A survey of moss, soil, stream, and groundwater stoichiometry from locations varying in soil and water nutrient status suggests that moss nitrogen (N) and phosphorus (P) content are positively correlated with nutrient availability in the soil, water, or groundwater. When analyzed across all sites, moss growing in soils or water with higher levels of N and P had higher N and P tissue content. However, a comparison of moss stoichiometry to the potential nutrient sources individually (soil, stream water, or groundwater) revealed that the sources most strongly correlated differed for N versus P. For nitrogen, the correlation is strongest with groundwater NO3+NO2, followed by that of stream water.
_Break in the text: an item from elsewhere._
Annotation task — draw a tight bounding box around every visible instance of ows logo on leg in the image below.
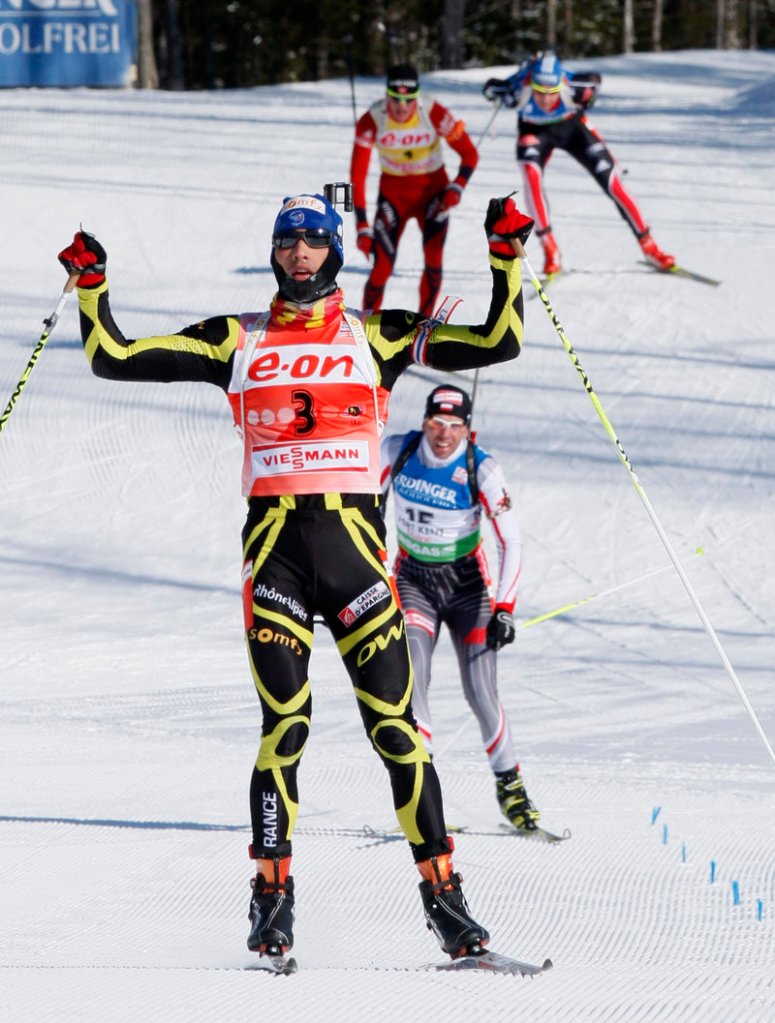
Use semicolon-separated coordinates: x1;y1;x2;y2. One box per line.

For phosphorus, the correlation is strongest for soil NaHCO3-extractable PO4-P content, followed by groundwater PO4. This suggests that terrestrial-aquatic and aboveground-belowground linkages will differ depending upon the nutrient being considered. Forthcoming analyses will clarify how moss stoichiometry responds to short-term pulses of nutrients via fertilization, as opposed to natural gradients.